Hmmm, it's strange that it's only coming on after a month in the package. If it was diacetyl created by the yeast then it would have been more obvious earlier as the yeast would have been slowly metabolising it the whole time - more time = less diacetyl.

Another option is an infection of one of the types of bacteria that creates diacetyl. 

A third option is that it's not diacetyl.
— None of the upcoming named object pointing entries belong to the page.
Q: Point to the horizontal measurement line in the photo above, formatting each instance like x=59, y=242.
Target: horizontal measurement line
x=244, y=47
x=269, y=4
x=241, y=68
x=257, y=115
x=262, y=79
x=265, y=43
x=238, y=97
If you're confident of your sanitation I'd be thinking the third option.


----------



## Online Brewing Supplies (24/10/14)

Take a sample cover the top and leave it out overnight and have a good snip when its warmed up next day, should confirm or put your mind at rest.
Nev


----------



## fletcher (24/10/14)

verysupple said:


> Hmmm, it's strange that it's only coming on after a month in the package. If it was diacetyl created by the yeast then it would have been more obvious earlier as the yeast would have been slowly metabolising it the whole time - more time = less diacetyl.
> 
> Another option is an infection of one of the types of bacteria that creates diacetyl.
> 
> ...


super confident of my sanitation. i'm always my worst critic when it comes to my own beers and i scrutinise them. perhaps you're right, it's just some sort of flavour that isn't unpleasant but i just can't explain it any other way


----------



## indica86 (24/10/14)

Mmmm butter beer.


----------



## verysupple (24/10/14)

Online Brewing Supplies said:


> Take a sample cover the top and leave it out overnight and have a good snip when its warmed up next day, should confirm or put your mind at rest.
> Nev


Good idea. Diacetyl will become more obvious at warmer temps. Nev's suggestion is pretty much a daicetyl force test and you should be able to tell pretty easily.


----------



## fletcher (24/10/14)

i'm new to kegging too, and it could also possibly be the beer that has been sitting in the line or my line just not being clean if it's had stale beer sitting in it after a while? inside the font? as in, i've poured a beer, tried it, poured another one and then left it for 2 days, then poured this one today. could the beer that's in the line somehow 'stick' to the line or somehow taint the beer coming through it from the keg?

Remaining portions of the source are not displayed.